= Thomas Harvey (16th-century MP) =

English politician

Thomas Harvey (by 1512 – 1577 or later) was an English politician.

He was the son of Nicholas Harvey (d. 1532) by his first wife Elizabeth. William FitzWilliam, 1st Earl of Southampton was his maternal uncle. In 1638 Nicholas Bourbon (the elder), who had been one of his tutor's, praised him for his fluency in classical and modern languages.

He was elected as Member (MP) of the Parliament of England for New Shoreham in March 1553, through the influence of his cousin Sir Anthony Browne, who was the sheriff of Surrey and Sussex. In October 1553 he was elected for Orford, presumably as a result of his family's links to the county. His subsequent election to sit for Midhurst in November 1554 and in 1558 were again due to the influence of Sir Anthony Browne, who was patron of the seat. He was appointed Knight Marshal in March 1558.

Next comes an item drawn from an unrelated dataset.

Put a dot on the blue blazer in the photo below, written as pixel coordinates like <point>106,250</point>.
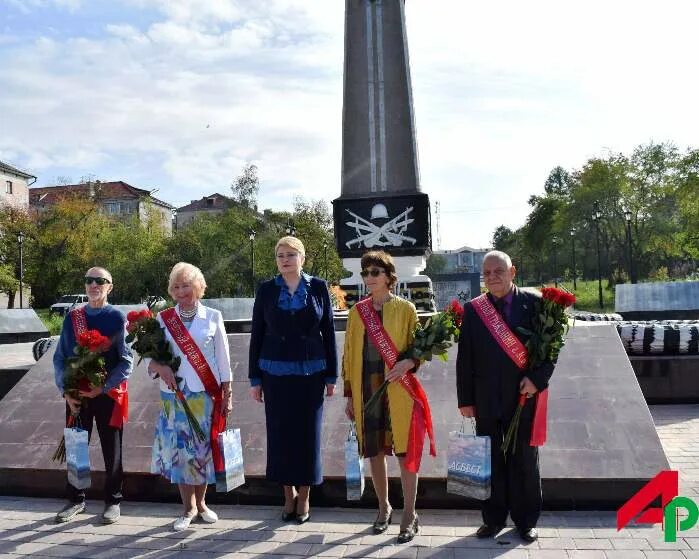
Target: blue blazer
<point>304,335</point>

Following the accession of Elizabeth I he left England and used his language skills in the service of Philip II, Don Juan of Austria and the Duke and Duchess of Feria. In 1577 he was arrested on the orders of the States General of the Netherlands and probably died in prison.

A portrait of Harvey was included in the catalogue of paintings at Abbotsford in 1888.